Folks who have followed my canning exploits—by which I mean, patient friends who have stoically endured my endless chatter about canning—often ask the same two questions. Or three, if you count their first asking "Have you lost your mind?" I'm not sure I'm most qualified to answer that one, but I can speak to the other two questions that often arise next: What am I going to do with everything I've put up? And how long does it take?
I'll answer #2 first.
It depends, of course, on what you're putting up, but the short answer is, "less time than you might expect." Canning something isn't a weekend project, it's more like a couple of hours, if that. Yesterday I put up a batch of COCKTAIL ONIONS FOR GREENVALLEY GIBSONS just to kill 30 minutes waiting for Alexander to call back after taking P (for Puppy) to the dog park. Admittedly, the tedious work of peeling the tiny onions had been done a few days earlier when I put them in the brine. But still, that couldn't have taken more than half an hour. Then another half hour yesterday to pack the brined onions into jars, cover them with hot vinegar, seal and process. That's like two Tivo-ed episodes of 30 Rock.
And if you drink Gibsons (a martini with an onion in place of the olive) then you will be amazed by how vastly superior these are to store-bought. A GREENVALLEY GIBSON is a whole different beast than anything you've tasted before, I promise.
Which brings us back to the question of what I plan to do with all these canned goods. Once you get into the habit of having your own jam and pickles in the fridge, it isn't hard to put a serious dent in your stash. Then you can give stuff away—for holidays, birthdays, thank yous and whatever else. Apart from the obvious, though, let me also underscore here a few other pragmatic and ideological reasons to lay by a store of home-canned goods, including: the thrift of preserving home-grown produce, the pleasure of enjoying one’s own handiwork, the virtues of self-sufficiency and the ecological benefit of sourcing and processing foodstuffs locally.
So, in response to that first question about my sanity, canning doesn't sound entirely crazy now, does it?
COCKTAIL ONIONS FOR GIBSONS
Ingredients for vinegar syrup are given per pint of cold-packed onions (about 4-5 bunches)
1 pint tiny onions, 1/2" to 3/4" in diameter
2 cups Champagne vinegar
3 tablespoons sugar
1 3" dried chile de árbol
4 allspice
4 clove
6-8 peppercorns
8-10 coriander seeds
2 bay leaves
half a 3" cinnamon stick
a few grains of cardamon (individual seeds, not entire pods)
1 trim the roots and leaves of each onion and peel away the outermost layer to reveal the pristine and glassy interior.
2 place onions in a nonreactive bowl and cover with a brine of 1/4 cup coarse sea salt to 4 cups water. (Iodized salt will discolor the onions; flakey, airy kosher salt won't give you the correct measure.) The best way to keep the onions submerged is to partially fill a ziploc bag with some of excess brine (not plain water) and lay it over the floating onions to press them down. (That invaluable tip comes from Linda the Great, Linda Ziedrich.) Leave onions to brine overnight in the fridge. (I got busy this week and left this batch for several days to no apparent ill effect.)

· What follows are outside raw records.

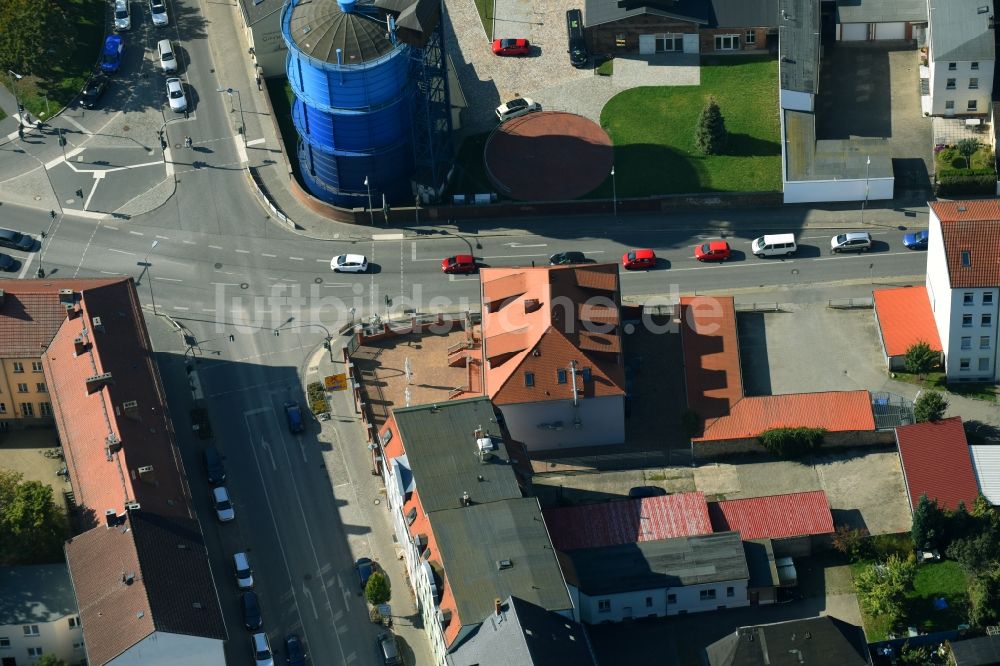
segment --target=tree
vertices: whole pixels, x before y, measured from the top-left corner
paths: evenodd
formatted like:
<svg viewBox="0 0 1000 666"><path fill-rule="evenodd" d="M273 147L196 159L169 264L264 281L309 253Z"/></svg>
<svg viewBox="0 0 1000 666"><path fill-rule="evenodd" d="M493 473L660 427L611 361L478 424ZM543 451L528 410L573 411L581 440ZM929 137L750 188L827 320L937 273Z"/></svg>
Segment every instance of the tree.
<svg viewBox="0 0 1000 666"><path fill-rule="evenodd" d="M921 391L917 401L913 403L913 417L917 423L937 421L944 417L948 409L948 401L937 391Z"/></svg>
<svg viewBox="0 0 1000 666"><path fill-rule="evenodd" d="M965 158L965 168L972 168L972 156L976 154L979 150L979 141L977 139L962 139L955 144L958 148L958 154Z"/></svg>
<svg viewBox="0 0 1000 666"><path fill-rule="evenodd" d="M931 349L929 344L920 340L914 342L906 350L903 362L906 365L907 372L923 379L924 375L937 367L939 358L940 355Z"/></svg>
<svg viewBox="0 0 1000 666"><path fill-rule="evenodd" d="M68 536L52 488L0 469L0 566L59 562Z"/></svg>
<svg viewBox="0 0 1000 666"><path fill-rule="evenodd" d="M698 116L698 128L694 135L695 146L705 155L720 155L726 148L728 136L726 119L722 117L719 103L715 101L715 97L709 97L708 104Z"/></svg>
<svg viewBox="0 0 1000 666"><path fill-rule="evenodd" d="M389 589L389 579L381 571L373 571L368 577L365 585L365 599L372 606L384 604L392 597L392 590Z"/></svg>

3 Combine vinegar, sugar and aromatics in a pot, bring to a boil and simmer for 15 minutes.
4 Meanwhile, drain brine off the onions and pack them snugly into jars.
5 After 15 minutes, ladle hot vinegar syrup over onions and seal, leaving a good 1/2" head space. Process in a boiling water bath for 10 minutes for shelf storage, or just put them in the fridge. They'll stay crisper if you don't process them, but either way, allow at least 2 weeks before using.
YIELD
10 bunches onions yielded over 1.5 pints
3 x 8 oz
1 x 4 oz
GREENVALLEY GIBSON -- for 2
4 oz dry British gin such as Tanqueray or my favorite Boodles. (I also love Hendricks and Junipero, but these more floral gins aren't right for a Gibson.)
scant 1 oz dry white vermouth (The cult of the dry dry dry martini is absurd. If that's what you want, then ask for straight gin, which is a fine and bracing drink. A Gibson, however, is a cocktail, the success of which depends on the interplay of gin and vermouth.)
cocktail onions
Technique and timing are everything here. Before you begin mixing, lay out equipment and ingredients: a jigger, a shaker, a stirrer, ice cubes, onions and opened bottles.
1 Chill the glasses by floating an ice cube in each.
2 Fill the shaker with ice and pour in gin and vermouth. Stir steadily and in one direction only for 30 seconds.
3 Working quickly now, drain glasses and vigorously shake out water clinging to the inside of the glass. Strain the chilled alcohol into glasses. Add one cocktail onion per glass and an additional 5 drops of pickling vinegar from the jar.
4 Drink immediately while still viscous with cold.